The Singapore Night Festival literally ended with a bang last Saturday, and the verdict is out: Although the rain was a dampener, it did not seem to drown the spirits of visitors who came in throngs.
Rain fell on the outdoor festival in the Bugis and Bras Basah areas last Friday night. Nonetheless, the festival, which was held over two weekends from Aug 22 to 30, drew a crowd of just more than half a million this year, slightly more than last year's visitorship of half a million.
While human traffic jams had been a problem in previous editions of the seven-year-old festival, executive Charmaine Chan, 43, was not worried about the crowds. She went on the last night with her two children - aged six and nine - as well as her husband and mother-in-law.

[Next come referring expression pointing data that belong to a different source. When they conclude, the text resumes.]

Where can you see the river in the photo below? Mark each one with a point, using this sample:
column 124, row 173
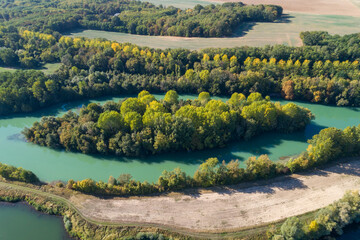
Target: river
column 50, row 165
column 21, row 222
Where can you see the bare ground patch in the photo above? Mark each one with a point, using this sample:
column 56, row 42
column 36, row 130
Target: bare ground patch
column 226, row 209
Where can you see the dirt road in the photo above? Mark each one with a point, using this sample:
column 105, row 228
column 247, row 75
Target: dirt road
column 230, row 208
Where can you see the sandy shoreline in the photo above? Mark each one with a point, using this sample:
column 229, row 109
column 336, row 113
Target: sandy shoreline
column 230, row 209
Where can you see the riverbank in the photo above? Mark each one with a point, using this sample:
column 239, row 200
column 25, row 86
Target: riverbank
column 234, row 209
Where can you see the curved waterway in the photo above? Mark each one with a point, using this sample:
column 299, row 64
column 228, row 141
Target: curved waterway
column 50, row 165
column 19, row 221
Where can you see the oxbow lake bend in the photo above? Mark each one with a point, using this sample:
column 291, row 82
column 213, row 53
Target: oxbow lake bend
column 50, row 165
column 21, row 222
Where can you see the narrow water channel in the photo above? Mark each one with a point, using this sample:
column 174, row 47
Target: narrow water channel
column 51, row 164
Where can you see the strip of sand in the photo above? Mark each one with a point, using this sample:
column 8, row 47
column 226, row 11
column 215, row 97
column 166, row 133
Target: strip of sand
column 226, row 209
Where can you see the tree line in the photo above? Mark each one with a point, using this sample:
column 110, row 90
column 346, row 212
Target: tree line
column 143, row 125
column 92, row 68
column 329, row 220
column 136, row 17
column 327, row 146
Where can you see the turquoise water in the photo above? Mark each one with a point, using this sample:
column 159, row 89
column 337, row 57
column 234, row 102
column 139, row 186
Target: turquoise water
column 20, row 222
column 50, row 165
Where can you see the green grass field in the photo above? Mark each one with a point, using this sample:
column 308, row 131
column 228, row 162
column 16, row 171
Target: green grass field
column 47, row 68
column 284, row 32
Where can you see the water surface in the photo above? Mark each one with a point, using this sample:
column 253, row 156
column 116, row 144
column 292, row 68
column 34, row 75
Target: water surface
column 52, row 165
column 20, row 222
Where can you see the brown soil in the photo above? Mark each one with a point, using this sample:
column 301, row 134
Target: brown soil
column 323, row 7
column 226, row 209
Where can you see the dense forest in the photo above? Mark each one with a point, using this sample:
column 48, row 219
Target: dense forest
column 92, row 68
column 143, row 125
column 330, row 220
column 134, row 17
column 327, row 146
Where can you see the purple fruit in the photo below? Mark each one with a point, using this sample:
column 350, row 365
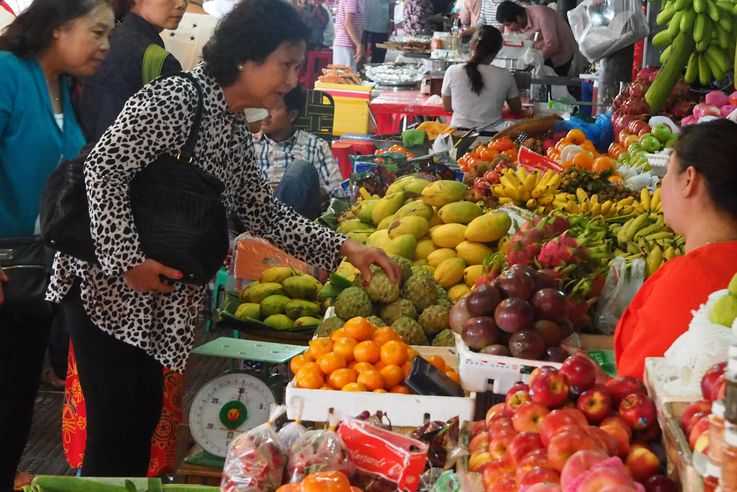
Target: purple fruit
column 514, row 314
column 479, row 332
column 550, row 304
column 527, row 344
column 516, row 282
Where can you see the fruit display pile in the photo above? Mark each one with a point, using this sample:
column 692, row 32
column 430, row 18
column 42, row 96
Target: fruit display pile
column 564, row 428
column 359, row 357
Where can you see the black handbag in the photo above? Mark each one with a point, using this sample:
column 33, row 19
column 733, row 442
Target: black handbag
column 25, row 260
column 177, row 210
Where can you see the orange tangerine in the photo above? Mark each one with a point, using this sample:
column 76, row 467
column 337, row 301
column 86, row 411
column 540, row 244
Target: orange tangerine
column 367, row 351
column 331, row 362
column 371, row 379
column 341, row 377
column 393, row 375
column 394, row 352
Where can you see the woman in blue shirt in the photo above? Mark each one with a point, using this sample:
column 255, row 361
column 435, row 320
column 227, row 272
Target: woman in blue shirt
column 39, row 50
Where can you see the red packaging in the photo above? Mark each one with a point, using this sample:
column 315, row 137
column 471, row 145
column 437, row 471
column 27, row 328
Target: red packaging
column 384, row 454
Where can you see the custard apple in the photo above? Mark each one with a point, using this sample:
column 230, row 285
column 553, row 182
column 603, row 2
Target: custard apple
column 421, row 290
column 434, row 319
column 400, row 307
column 410, row 331
column 353, row 302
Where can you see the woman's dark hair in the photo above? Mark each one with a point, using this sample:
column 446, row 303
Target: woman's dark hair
column 251, row 32
column 509, row 12
column 488, row 43
column 33, row 30
column 710, row 148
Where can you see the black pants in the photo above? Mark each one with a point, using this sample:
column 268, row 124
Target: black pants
column 123, row 389
column 24, row 334
column 378, row 55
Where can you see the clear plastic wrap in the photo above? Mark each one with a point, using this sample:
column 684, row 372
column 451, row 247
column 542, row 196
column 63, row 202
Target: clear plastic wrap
column 256, row 459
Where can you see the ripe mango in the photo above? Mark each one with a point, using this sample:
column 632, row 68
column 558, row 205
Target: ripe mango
column 440, row 255
column 448, row 235
column 461, row 212
column 473, row 253
column 488, row 227
column 411, row 224
column 449, row 272
column 443, row 192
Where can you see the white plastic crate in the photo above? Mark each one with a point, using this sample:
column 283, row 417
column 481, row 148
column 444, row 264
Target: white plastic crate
column 484, row 372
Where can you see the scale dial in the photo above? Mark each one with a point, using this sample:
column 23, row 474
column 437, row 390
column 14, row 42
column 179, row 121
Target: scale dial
column 227, row 406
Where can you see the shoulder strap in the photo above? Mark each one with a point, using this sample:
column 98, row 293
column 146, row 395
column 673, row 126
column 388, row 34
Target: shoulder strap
column 153, row 62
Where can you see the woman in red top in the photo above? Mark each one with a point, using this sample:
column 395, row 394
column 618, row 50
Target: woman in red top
column 700, row 202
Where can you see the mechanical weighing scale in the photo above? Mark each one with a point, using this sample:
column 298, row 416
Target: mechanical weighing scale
column 238, row 400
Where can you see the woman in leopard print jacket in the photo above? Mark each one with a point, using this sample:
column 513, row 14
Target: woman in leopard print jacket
column 127, row 323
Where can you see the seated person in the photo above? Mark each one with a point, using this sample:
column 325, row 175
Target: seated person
column 476, row 91
column 299, row 165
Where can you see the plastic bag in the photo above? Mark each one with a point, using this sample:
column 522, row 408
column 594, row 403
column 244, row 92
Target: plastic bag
column 318, row 450
column 622, row 283
column 602, row 27
column 255, row 461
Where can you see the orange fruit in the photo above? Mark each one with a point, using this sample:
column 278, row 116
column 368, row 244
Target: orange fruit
column 385, row 334
column 344, row 346
column 297, row 362
column 331, row 362
column 354, row 387
column 309, row 376
column 437, row 361
column 359, row 328
column 400, row 388
column 318, row 347
column 367, row 351
column 341, row 377
column 392, row 374
column 371, row 379
column 394, row 352
column 576, row 136
column 584, row 159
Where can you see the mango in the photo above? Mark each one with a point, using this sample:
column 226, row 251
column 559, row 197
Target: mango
column 443, row 192
column 411, row 224
column 448, row 235
column 387, row 206
column 440, row 255
column 415, row 207
column 488, row 227
column 473, row 253
column 424, row 248
column 461, row 212
column 449, row 272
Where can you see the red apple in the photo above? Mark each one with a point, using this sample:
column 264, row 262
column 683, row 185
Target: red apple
column 699, row 406
column 581, row 373
column 566, row 443
column 578, row 464
column 522, row 444
column 548, row 387
column 712, row 380
column 528, row 417
column 617, row 428
column 622, row 386
column 554, row 421
column 638, row 411
column 642, row 462
column 595, row 404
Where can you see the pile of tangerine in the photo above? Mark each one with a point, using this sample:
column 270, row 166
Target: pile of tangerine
column 359, row 357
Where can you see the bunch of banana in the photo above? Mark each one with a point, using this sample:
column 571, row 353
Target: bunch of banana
column 646, row 236
column 711, row 24
column 534, row 190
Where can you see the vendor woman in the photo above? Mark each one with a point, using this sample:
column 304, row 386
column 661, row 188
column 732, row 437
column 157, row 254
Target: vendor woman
column 476, row 91
column 699, row 202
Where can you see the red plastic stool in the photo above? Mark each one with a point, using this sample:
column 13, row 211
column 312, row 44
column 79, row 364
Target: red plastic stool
column 315, row 61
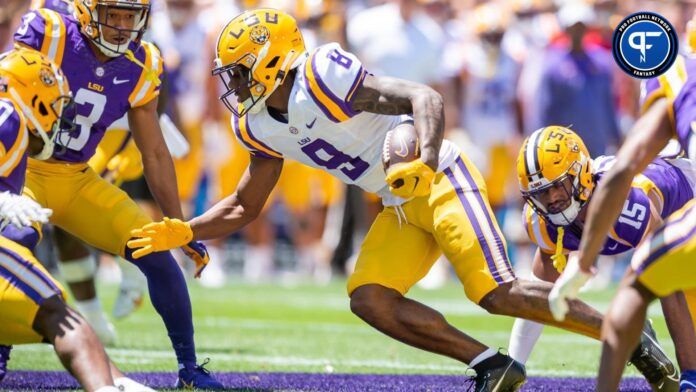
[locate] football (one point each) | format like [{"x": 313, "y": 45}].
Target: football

"Everything is spread out, so it's not too crowded. I was more worried about it raining," says Mrs Chan, adding that they had attended the previous weekend as well.

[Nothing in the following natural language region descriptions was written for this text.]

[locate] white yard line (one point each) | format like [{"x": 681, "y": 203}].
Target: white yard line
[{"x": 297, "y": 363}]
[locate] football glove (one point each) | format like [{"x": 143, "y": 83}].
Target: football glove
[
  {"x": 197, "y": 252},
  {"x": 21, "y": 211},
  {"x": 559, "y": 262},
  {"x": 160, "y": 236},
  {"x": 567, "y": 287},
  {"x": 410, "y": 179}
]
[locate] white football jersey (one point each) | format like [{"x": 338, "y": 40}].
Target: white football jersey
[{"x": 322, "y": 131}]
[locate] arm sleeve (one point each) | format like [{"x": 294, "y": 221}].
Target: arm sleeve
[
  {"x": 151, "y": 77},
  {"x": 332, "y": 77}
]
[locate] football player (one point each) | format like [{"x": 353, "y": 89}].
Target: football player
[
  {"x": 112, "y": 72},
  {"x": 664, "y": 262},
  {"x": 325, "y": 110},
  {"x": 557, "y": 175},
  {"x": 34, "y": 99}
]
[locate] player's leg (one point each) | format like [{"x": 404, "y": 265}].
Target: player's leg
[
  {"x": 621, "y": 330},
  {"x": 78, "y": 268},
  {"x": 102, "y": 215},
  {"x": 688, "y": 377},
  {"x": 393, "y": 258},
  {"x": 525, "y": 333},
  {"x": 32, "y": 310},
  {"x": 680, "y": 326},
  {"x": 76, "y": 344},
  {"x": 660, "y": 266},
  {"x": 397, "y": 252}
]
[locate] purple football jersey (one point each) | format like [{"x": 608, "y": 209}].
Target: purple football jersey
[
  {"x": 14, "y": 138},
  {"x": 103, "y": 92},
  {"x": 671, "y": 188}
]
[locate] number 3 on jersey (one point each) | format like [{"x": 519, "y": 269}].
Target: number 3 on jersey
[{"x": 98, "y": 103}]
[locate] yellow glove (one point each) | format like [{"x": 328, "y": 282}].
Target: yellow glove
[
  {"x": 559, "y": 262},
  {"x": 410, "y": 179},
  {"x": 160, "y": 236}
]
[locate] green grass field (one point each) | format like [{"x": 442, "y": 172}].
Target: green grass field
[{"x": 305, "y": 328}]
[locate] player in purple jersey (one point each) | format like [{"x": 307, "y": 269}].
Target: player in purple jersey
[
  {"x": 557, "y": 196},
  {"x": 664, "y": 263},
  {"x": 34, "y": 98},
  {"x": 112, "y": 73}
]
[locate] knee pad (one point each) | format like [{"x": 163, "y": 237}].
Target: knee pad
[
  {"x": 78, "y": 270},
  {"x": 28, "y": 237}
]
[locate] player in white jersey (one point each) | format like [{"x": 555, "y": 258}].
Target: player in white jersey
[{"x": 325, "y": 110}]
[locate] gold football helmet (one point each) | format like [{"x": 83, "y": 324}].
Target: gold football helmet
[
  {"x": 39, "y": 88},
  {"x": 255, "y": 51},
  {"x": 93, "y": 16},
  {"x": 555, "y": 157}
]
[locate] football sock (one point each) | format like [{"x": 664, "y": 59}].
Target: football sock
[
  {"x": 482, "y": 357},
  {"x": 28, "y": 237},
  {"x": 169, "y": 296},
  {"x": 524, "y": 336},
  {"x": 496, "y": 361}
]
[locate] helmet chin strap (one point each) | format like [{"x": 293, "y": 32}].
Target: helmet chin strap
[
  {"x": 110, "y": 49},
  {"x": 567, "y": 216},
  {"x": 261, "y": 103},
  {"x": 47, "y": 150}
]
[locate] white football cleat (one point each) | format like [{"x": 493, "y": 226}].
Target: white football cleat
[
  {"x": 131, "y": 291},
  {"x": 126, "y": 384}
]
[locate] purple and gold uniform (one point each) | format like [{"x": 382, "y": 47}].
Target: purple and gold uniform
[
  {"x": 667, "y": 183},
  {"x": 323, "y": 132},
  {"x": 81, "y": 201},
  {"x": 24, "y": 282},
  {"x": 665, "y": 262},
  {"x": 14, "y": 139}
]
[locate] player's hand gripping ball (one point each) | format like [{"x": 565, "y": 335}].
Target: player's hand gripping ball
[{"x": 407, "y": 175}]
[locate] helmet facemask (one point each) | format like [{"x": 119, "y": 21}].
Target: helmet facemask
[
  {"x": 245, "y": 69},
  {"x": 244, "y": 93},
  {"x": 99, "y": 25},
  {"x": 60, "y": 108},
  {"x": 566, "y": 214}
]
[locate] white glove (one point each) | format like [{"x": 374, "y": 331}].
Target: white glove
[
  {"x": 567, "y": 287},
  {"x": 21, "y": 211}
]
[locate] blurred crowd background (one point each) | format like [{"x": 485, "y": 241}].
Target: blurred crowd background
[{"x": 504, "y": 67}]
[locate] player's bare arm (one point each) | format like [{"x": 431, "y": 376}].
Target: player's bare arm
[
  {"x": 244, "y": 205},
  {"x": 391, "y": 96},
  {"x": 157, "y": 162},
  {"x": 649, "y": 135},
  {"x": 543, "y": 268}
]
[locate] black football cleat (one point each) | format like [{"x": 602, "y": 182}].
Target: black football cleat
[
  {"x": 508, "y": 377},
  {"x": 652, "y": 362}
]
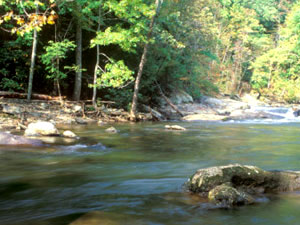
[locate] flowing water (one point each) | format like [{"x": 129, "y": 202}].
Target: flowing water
[{"x": 136, "y": 176}]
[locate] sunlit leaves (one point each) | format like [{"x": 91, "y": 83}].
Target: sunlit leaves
[
  {"x": 115, "y": 75},
  {"x": 56, "y": 51},
  {"x": 25, "y": 18}
]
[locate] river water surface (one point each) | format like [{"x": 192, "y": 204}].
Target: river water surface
[{"x": 139, "y": 173}]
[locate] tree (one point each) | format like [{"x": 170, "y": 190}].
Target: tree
[
  {"x": 78, "y": 76},
  {"x": 55, "y": 52},
  {"x": 27, "y": 22}
]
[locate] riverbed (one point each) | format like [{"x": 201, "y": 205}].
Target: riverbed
[{"x": 139, "y": 174}]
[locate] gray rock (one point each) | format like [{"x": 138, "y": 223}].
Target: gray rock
[
  {"x": 226, "y": 196},
  {"x": 77, "y": 108},
  {"x": 81, "y": 121},
  {"x": 106, "y": 218},
  {"x": 180, "y": 97},
  {"x": 69, "y": 134},
  {"x": 174, "y": 127},
  {"x": 11, "y": 109},
  {"x": 239, "y": 184},
  {"x": 111, "y": 130},
  {"x": 41, "y": 128},
  {"x": 10, "y": 139}
]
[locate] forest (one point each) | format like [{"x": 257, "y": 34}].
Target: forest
[{"x": 124, "y": 50}]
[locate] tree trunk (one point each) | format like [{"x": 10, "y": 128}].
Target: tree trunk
[
  {"x": 32, "y": 63},
  {"x": 97, "y": 61},
  {"x": 78, "y": 76},
  {"x": 142, "y": 63}
]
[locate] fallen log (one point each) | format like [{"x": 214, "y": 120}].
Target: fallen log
[{"x": 7, "y": 94}]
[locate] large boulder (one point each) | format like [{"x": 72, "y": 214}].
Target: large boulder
[
  {"x": 237, "y": 184},
  {"x": 106, "y": 218},
  {"x": 11, "y": 139},
  {"x": 41, "y": 128}
]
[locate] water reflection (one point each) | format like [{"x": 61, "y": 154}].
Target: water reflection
[{"x": 138, "y": 174}]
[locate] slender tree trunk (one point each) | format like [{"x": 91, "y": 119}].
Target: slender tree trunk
[
  {"x": 78, "y": 76},
  {"x": 97, "y": 61},
  {"x": 33, "y": 57},
  {"x": 142, "y": 63}
]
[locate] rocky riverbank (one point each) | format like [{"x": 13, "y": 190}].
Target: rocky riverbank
[
  {"x": 18, "y": 113},
  {"x": 234, "y": 185}
]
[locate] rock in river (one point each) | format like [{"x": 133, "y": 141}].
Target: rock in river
[
  {"x": 11, "y": 139},
  {"x": 174, "y": 127},
  {"x": 41, "y": 129},
  {"x": 236, "y": 184}
]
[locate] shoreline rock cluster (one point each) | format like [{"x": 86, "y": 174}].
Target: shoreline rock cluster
[
  {"x": 17, "y": 113},
  {"x": 235, "y": 184}
]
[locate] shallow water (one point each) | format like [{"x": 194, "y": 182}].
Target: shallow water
[{"x": 139, "y": 174}]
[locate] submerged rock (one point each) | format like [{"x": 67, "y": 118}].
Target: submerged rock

Despite the bigger crowd, this year's festival felt less congested because the acts were spread out across a wider area. New venues such as Cathay Green - in front of The Cathay along Bras Basah Road - and the Armenian Church, helped to spread the crowds out. Auxiliary police were also on hand to help facilitate pedestrians crossing in the vicinity.

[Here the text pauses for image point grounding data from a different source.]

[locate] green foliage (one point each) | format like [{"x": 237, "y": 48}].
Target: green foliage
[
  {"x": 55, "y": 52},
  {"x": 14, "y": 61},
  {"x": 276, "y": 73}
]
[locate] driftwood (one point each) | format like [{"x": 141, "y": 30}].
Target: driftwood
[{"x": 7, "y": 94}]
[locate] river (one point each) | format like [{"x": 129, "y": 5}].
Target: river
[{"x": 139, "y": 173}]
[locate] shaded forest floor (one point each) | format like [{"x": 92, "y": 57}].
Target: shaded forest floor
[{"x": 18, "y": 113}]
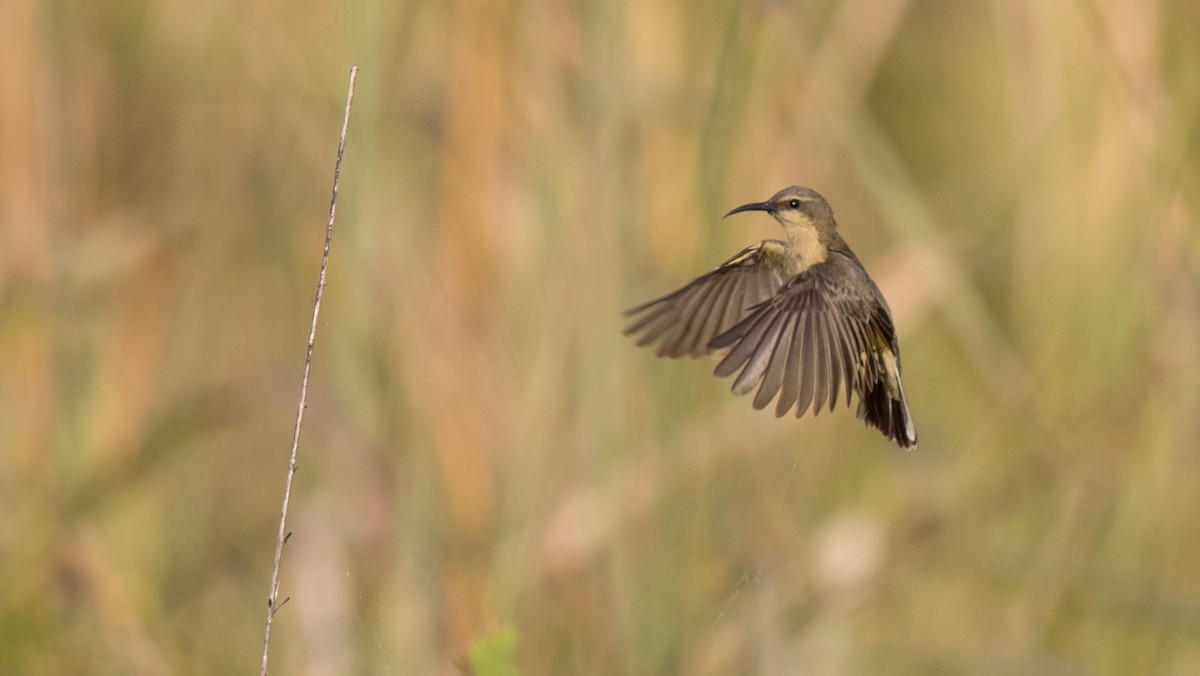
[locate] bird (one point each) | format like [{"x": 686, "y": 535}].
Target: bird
[{"x": 798, "y": 318}]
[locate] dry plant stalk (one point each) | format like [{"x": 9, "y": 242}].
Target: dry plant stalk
[{"x": 273, "y": 605}]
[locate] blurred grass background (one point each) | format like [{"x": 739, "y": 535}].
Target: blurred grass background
[{"x": 484, "y": 453}]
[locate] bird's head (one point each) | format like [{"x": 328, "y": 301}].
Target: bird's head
[{"x": 793, "y": 207}]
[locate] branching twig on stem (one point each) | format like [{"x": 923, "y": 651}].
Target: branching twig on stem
[{"x": 273, "y": 604}]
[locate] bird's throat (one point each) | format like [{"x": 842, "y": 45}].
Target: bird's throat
[{"x": 805, "y": 249}]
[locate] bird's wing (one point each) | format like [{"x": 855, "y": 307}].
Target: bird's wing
[
  {"x": 688, "y": 319},
  {"x": 828, "y": 327}
]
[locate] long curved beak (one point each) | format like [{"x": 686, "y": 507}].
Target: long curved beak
[{"x": 751, "y": 207}]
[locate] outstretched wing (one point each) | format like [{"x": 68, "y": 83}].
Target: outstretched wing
[
  {"x": 688, "y": 319},
  {"x": 827, "y": 328}
]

"It is amazing to see Singaporeans young and old coming out to support the festival and truly calling it their own," says festival director Angelita Teo, 42.
On Friday night, it rained heavily from 8 to 9pm, forcing organisers to postpone performances such as American artist and inventor William Close's Earth Harp, which transformed the National Museum of Singapore into a larger-than-life harp, and Austrian collective Phoenix's aerial shows outside the National Museum of Singapore.
A music performance by home-grown pop band Lost Weekend at SMU Green was also delayed.
Some of the Night Lights installations, such as Divine Trees by Clement Briend - with projections of Buddha on the trees next to the National Museum - and Spirits Of Nature, which transformed the facade of the Singapore Art Museum into a canvas of cobblestones and creeping vines, were also stopped for the safety of festivalgoers.
When Life! visited after the rain subsided, it seemed that the crowds had re-emerged, with a healthy number gathering to watch first-time festival act Singapore Pro Wrestlers "fight" in Armenian Street.
At the Festival Village at Cathay Green and SMU Green, where the grounds were muddy post-rain, the festival acts drew smaller crowds. However, local musicians The Stoned Revivals were greeted with an enthusiastic crowd on both days last weekend.
Ms Wywy Yeo, 33, a public relations consultant, says: "I last saw them more than 10 years ago. They sounded as good now as they did then, so my visit paid off despite the mud."